Netflix and Mediaset on Tuesday in Rome announced details of an alliance in Italy under which they will jointly produce seven Italian-language feature films, a move that marks the U.S. streaming giant’s biggest Italian content deal to date.
Five of the films that Netflix will produce in tandem with Italy’s top private generalist broadcaster were announced. They are being made by prominent Italian indie producers such as Indigo Film (“The Great Beauty”) and Lucky Red, with which Netflix teamed up on last year’s Venice title “On My Skin.” All films are to be helmed by young up-and-coming directors.
The films comprise two men’s soccer-related titles, one of which about Roberto Baggio, one of the greatest Italian players of all time, to be directed by female helmer Letizia Lamartire. Lamartire’s comedy, “We’ll Be Young and Beautiful,” about a mother-and-son pop band, was in the Venice Critics’ Week in 2018. There are also several romancers, one of which titled “L’Ultimo Paradiso” toplines hearttrhob Riccardo Scamarcio (“Loro”) who is also producing. Scamarcio recently toplined Netflix Italian original film “The Ruthless,” about a Milanese gangster, and also powerfully played a lead role in Ginevra Elkann’s “Magari” which opened Locarno this year.
“We will be working with new professionals who up until now have not had the opportunity to tell their stories to the world,” said Netflix CEO Reed Hastings during a press conference in Rome’s national modern art museum.
Netflix’s deal with Mediaset in Italy comes as the top Italian generalist broadcaster is expanding its scope by moving its base to Amsterdam – where Netflix also has its European headquarters – to set up a pan-European media company called MediaForEurope. The new Mediaset outfit would operate in Italy, Spain and Germany in an effort to gain more scale to compete with big global players, like Netflix, that are disrupting the market.
Hastings at the press conference called Mediaset and Netflix “complementary.” Mediaset chief of content Alessandro Salem said the partnership could extend to Spain, where Mediaset is also the top commercial linear broadcaster.
The seven films will go out globally on Netflix as Netflix originals starting in 2020. Twelve months later they will air exclusively on Mediaset’s linear channels.
The twelve-month window between streaming date and the films’ playdates on linear TV in Italy is half the time-length compared with similar deals that Netflix has with other generalist broadcasters around the world, Netflix noted in a statement.
Since Netflix entered the Italian market in 2015, it has steadily gained ground in terms of subscriptions, which are expected to reach 2 million by the end of 2019, according to independent analyst Ovum.
Hastings also said that Netflix will be opening an office in Italy and that when they do so they will of course be paying taxes in Italy like any other Italian business. He did not specify when that will happen.
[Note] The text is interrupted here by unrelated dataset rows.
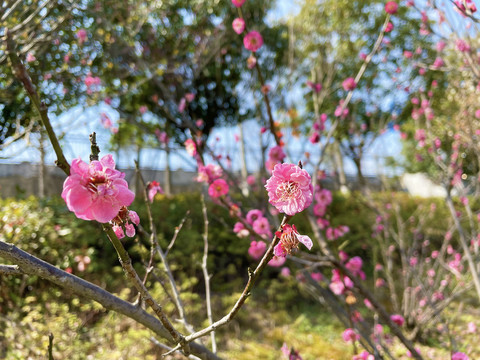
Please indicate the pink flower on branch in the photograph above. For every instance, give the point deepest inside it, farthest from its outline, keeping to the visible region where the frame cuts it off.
(154, 188)
(349, 84)
(391, 7)
(253, 41)
(238, 3)
(96, 191)
(218, 188)
(238, 25)
(289, 241)
(257, 249)
(289, 189)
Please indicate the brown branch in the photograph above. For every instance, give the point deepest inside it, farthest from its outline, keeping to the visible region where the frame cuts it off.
(30, 265)
(206, 275)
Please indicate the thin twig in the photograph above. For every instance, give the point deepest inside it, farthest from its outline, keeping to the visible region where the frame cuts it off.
(33, 266)
(175, 234)
(50, 347)
(166, 267)
(206, 275)
(10, 270)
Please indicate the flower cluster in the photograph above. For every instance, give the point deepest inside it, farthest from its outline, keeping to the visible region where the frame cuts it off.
(289, 189)
(96, 191)
(289, 241)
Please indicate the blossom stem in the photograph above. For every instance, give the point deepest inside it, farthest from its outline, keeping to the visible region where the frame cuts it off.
(252, 278)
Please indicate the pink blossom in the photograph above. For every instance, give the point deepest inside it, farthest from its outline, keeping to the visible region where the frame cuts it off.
(96, 191)
(472, 328)
(154, 188)
(337, 287)
(253, 41)
(182, 105)
(30, 57)
(349, 84)
(251, 62)
(316, 276)
(238, 25)
(262, 227)
(440, 46)
(277, 261)
(238, 3)
(191, 147)
(397, 319)
(240, 230)
(253, 215)
(462, 45)
(459, 356)
(218, 188)
(81, 36)
(118, 230)
(354, 265)
(438, 63)
(285, 272)
(289, 240)
(276, 154)
(92, 80)
(349, 335)
(290, 354)
(289, 189)
(162, 136)
(391, 7)
(364, 355)
(257, 249)
(317, 87)
(209, 173)
(190, 97)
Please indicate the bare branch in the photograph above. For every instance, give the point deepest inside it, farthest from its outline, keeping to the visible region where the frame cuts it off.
(30, 265)
(206, 275)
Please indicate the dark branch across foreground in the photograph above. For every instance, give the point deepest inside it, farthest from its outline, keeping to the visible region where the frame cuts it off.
(30, 265)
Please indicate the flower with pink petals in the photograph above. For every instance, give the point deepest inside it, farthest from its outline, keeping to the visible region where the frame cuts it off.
(191, 147)
(391, 7)
(253, 41)
(190, 97)
(218, 188)
(152, 190)
(251, 62)
(459, 356)
(238, 3)
(30, 57)
(397, 319)
(96, 191)
(289, 189)
(289, 240)
(257, 249)
(81, 36)
(349, 84)
(209, 173)
(262, 227)
(238, 25)
(277, 154)
(277, 261)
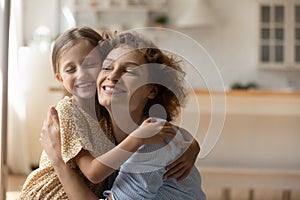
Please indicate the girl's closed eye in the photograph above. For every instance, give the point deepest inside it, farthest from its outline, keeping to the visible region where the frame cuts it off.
(90, 64)
(70, 69)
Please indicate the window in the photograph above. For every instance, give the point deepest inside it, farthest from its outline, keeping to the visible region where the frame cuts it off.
(279, 34)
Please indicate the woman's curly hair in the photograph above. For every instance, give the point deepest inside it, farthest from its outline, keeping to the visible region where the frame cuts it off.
(164, 70)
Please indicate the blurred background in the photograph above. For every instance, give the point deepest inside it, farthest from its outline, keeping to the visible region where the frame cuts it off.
(255, 45)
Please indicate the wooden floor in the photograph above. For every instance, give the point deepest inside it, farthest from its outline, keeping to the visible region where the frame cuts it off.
(15, 182)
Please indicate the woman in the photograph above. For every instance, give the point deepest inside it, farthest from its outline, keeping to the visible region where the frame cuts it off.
(121, 81)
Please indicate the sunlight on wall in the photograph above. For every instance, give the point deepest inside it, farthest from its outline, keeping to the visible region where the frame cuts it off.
(1, 5)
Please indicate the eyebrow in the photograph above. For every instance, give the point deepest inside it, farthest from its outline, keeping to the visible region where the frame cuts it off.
(125, 63)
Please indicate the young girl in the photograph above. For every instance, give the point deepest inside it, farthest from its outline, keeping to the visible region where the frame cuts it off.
(120, 86)
(77, 62)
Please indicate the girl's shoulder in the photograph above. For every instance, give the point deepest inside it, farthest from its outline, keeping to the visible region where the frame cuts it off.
(65, 107)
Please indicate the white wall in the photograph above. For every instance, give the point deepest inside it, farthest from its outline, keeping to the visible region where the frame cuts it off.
(232, 42)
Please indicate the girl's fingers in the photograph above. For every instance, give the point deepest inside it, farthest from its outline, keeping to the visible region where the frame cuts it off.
(176, 171)
(54, 117)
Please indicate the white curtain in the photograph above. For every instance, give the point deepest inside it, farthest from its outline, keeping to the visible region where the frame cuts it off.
(18, 158)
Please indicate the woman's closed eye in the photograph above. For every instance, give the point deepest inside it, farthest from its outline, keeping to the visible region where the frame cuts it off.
(90, 65)
(70, 69)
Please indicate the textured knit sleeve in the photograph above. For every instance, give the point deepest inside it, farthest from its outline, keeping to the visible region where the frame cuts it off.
(71, 143)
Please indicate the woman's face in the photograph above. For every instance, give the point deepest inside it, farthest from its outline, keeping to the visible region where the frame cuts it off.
(123, 79)
(79, 68)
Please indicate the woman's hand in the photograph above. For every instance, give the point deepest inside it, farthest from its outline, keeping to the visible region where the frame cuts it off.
(181, 168)
(50, 136)
(153, 131)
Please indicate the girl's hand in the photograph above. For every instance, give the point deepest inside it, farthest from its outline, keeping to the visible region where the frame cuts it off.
(153, 131)
(181, 168)
(50, 136)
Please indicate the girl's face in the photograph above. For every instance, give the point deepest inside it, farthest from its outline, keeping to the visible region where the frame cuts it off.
(123, 80)
(79, 68)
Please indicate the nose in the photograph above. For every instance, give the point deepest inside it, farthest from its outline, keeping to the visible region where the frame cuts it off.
(114, 75)
(81, 73)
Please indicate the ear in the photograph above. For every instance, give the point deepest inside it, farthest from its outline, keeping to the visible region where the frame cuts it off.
(153, 92)
(58, 77)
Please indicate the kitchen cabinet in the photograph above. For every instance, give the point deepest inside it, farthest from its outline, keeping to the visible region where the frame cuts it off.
(279, 34)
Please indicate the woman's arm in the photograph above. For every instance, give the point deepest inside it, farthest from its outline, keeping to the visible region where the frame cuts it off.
(96, 170)
(181, 167)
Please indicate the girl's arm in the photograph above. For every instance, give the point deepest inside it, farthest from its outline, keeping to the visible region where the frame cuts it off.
(96, 170)
(181, 168)
(72, 183)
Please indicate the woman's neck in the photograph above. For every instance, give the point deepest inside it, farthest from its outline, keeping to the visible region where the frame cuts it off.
(88, 105)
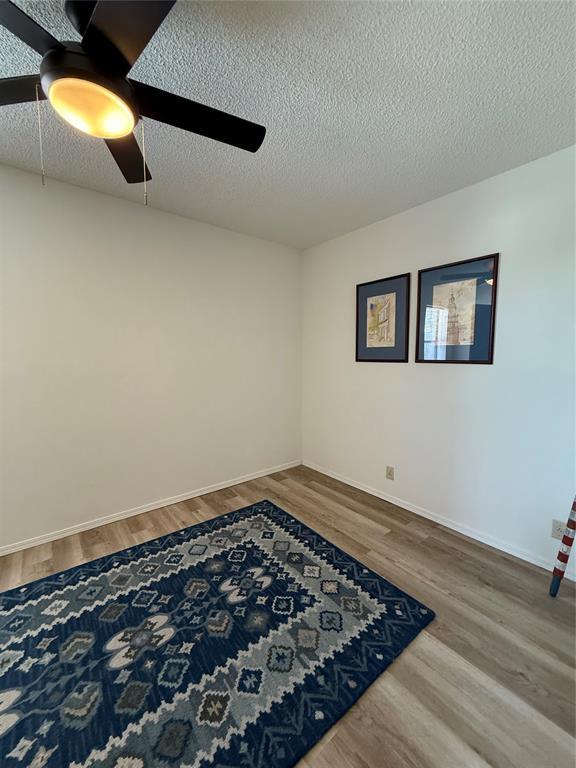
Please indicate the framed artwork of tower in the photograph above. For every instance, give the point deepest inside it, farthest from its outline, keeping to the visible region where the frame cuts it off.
(456, 312)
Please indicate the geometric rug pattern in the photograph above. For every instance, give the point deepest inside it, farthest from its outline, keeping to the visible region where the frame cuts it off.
(235, 643)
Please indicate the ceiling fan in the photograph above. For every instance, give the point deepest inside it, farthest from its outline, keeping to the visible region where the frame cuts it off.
(87, 82)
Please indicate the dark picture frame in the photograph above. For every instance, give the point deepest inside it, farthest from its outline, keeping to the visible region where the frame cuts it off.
(383, 319)
(457, 312)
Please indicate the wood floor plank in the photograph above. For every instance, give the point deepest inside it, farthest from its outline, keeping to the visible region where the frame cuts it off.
(489, 684)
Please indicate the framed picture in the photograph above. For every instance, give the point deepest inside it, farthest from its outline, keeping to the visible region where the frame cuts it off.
(382, 316)
(456, 312)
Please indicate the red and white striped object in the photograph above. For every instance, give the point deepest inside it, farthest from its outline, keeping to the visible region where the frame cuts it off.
(567, 541)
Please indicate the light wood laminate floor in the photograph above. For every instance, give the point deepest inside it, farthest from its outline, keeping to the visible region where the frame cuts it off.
(489, 683)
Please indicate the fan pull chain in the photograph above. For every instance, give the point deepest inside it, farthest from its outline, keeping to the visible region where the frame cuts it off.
(38, 112)
(144, 161)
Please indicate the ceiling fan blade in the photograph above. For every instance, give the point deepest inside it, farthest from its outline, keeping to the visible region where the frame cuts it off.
(79, 12)
(125, 26)
(16, 90)
(25, 28)
(197, 118)
(129, 159)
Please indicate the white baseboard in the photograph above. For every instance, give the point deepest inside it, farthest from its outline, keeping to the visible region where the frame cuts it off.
(63, 532)
(473, 533)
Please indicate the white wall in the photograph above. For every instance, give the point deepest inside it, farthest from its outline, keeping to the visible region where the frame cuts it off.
(143, 356)
(488, 450)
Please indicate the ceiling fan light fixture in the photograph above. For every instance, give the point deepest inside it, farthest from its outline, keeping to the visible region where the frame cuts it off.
(91, 108)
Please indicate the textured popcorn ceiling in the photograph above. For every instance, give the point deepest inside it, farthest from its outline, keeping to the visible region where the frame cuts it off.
(371, 108)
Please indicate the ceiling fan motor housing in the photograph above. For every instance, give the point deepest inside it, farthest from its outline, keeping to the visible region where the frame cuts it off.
(70, 60)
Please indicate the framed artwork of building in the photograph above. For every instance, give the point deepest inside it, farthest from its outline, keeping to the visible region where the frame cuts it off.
(456, 312)
(382, 317)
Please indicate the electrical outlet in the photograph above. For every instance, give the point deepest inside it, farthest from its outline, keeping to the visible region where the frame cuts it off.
(558, 528)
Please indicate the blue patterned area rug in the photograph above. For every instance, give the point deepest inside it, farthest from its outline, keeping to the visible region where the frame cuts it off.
(234, 643)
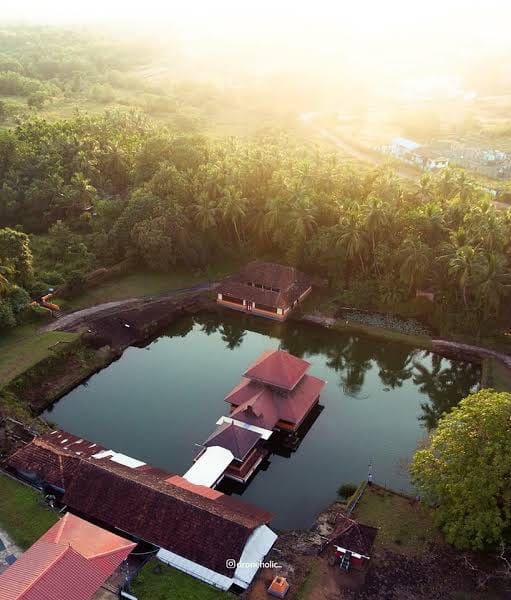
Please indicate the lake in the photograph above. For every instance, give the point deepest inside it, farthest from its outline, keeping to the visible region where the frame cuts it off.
(156, 403)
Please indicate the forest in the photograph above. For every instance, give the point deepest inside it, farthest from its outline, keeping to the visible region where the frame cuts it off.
(152, 178)
(95, 190)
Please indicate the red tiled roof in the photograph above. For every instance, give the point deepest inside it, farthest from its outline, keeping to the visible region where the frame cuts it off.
(53, 457)
(354, 536)
(280, 277)
(236, 439)
(204, 530)
(259, 405)
(55, 568)
(287, 284)
(278, 368)
(203, 525)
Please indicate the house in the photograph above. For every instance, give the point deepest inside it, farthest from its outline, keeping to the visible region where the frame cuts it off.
(403, 147)
(196, 529)
(246, 448)
(71, 561)
(352, 543)
(429, 160)
(275, 393)
(264, 289)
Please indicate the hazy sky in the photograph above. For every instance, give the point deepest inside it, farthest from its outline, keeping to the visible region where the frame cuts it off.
(485, 18)
(411, 37)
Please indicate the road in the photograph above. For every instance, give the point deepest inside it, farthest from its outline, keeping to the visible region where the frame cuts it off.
(368, 157)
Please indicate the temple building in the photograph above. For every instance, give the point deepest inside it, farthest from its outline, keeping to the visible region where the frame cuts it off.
(265, 289)
(275, 393)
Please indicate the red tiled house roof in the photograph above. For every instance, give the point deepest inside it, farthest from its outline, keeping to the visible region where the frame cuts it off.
(283, 284)
(69, 562)
(278, 368)
(354, 536)
(238, 440)
(195, 522)
(275, 388)
(261, 406)
(204, 530)
(53, 458)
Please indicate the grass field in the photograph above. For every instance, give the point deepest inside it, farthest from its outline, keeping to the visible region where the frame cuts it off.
(23, 347)
(404, 526)
(156, 581)
(21, 514)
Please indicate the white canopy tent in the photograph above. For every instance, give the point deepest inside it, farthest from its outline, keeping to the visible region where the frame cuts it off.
(210, 466)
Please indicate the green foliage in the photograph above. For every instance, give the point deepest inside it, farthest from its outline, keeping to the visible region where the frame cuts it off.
(15, 271)
(22, 513)
(346, 490)
(159, 582)
(466, 471)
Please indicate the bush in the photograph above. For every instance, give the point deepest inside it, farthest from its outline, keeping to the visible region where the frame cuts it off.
(346, 490)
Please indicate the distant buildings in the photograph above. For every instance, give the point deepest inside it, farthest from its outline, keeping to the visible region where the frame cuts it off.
(416, 154)
(264, 289)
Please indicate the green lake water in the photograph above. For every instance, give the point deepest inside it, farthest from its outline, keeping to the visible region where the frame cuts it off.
(156, 403)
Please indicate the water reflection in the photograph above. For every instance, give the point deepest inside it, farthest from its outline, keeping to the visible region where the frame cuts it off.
(353, 356)
(380, 400)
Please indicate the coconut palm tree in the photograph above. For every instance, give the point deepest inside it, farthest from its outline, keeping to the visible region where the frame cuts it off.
(353, 241)
(493, 283)
(205, 212)
(461, 268)
(234, 208)
(415, 262)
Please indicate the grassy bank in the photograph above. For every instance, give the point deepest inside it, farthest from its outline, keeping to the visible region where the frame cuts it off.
(21, 513)
(404, 526)
(23, 347)
(144, 283)
(157, 581)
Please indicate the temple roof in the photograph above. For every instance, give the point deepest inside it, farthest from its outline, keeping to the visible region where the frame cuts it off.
(278, 368)
(260, 405)
(267, 284)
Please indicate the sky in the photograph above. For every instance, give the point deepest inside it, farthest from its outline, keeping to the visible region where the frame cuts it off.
(375, 37)
(485, 18)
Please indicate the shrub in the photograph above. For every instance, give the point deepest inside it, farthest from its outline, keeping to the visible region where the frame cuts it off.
(346, 490)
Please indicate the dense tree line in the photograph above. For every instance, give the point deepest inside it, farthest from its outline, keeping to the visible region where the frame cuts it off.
(129, 189)
(465, 471)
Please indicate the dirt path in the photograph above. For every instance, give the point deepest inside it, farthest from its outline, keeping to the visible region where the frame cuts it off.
(74, 319)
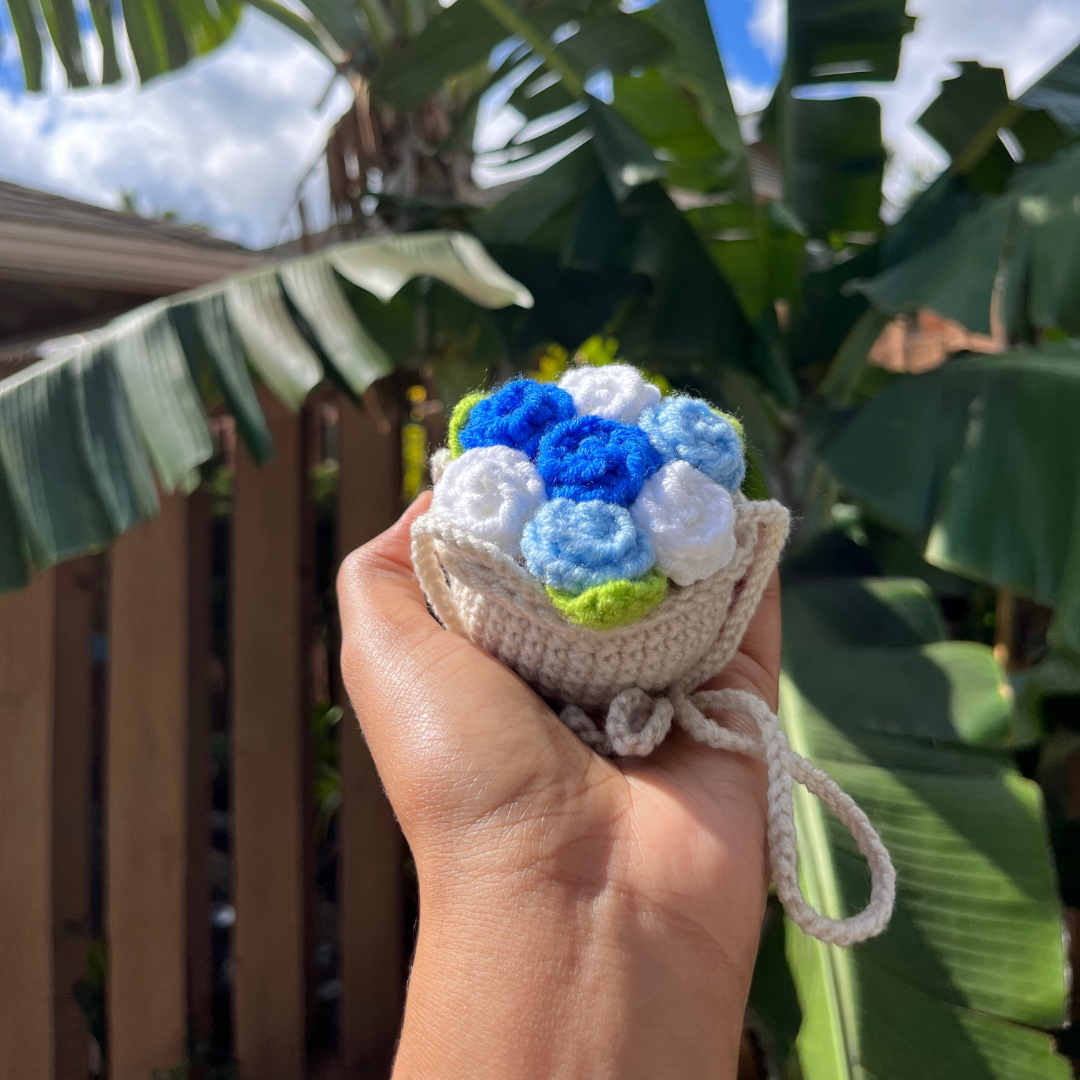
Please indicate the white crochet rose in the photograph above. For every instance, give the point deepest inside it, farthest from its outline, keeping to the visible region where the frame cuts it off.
(690, 521)
(490, 491)
(615, 391)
The streaming giant, which currently does not have offices or other sort of physical Italian presence, has recently come under fiscal scrutiny in the country. Last week news broke that prosecutors in Milan had opened a preliminary probe of the company on the basis that the computer servers and cables it uses constitute a digital infrastructure that could have made their revenues taxable under Italian law. Going forward when Netflix opens an Italian office any fiscal issues of that nature will be solved.